Enter: the overnight oats. There are all sorts of different ways to fix overnight oats, but this way is our current favorite. Peanut butter and chocolate. Delicious, classic combo. These taste like eating a bowl of Reese’s Puffs…except healthy, and with a boost of energy. Overnight oats are the perfect solution for a breakfast-loving hubby and a sleep deprived wife. I just fix it up the night before, put it in the refrigerator, and he takes a jar with him to work. On busy mornings, Zemirah and I will share a jar, too, and she just gobbles it up! So quick, easy, and darn delicious.

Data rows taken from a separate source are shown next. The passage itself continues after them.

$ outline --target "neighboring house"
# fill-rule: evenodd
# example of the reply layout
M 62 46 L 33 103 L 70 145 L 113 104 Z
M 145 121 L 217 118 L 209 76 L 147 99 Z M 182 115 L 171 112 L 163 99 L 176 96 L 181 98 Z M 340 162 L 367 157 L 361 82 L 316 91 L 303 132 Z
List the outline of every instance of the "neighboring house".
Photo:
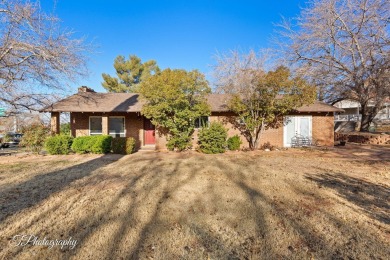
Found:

Peanut Butter and Chocolate Overnight Oats

This recipe is for a single serving of oats. I typically make about five servings to last throughout the week, so gather up as many jars as you need for the servings you will be making.

Materials Needed:

  • Half pint mason jars
  • Spoon
  • Measuring cup
  • Measuring spoons


  • 1/2 cup of old-fashioned oats (quick oats will get mushy)
  • 1/2 cup of almond milk
  • 1 tablespoon of chia seeds
  • 1 tablespoon of 100% cocoa powder
  • 2 tablespoons of smooth peanut butter (with no added sugar)
  • 1/2 tablespoon of raw honey (or maple syrup if you follow a vegan diet)
  • Optional toppings:
    • a dollop of peanut butter
    • a drizzle of honey
    • chopped almonds and/or walnuts
    • sliced bananas


  • Put oats into mason jar
  • Pour milk over oats
  • Put the other ingredients (except toppings) into jar
  • Stir everything until well combined
  • Refrigerate overnight
  • Top with desired toppings
  • Enjoy cold or microwave and enjoy warm!


I hope you all enjoy these oats as much as my family does; let me know if you try them. Have a blessed week, and enjoy your pinch of crazy!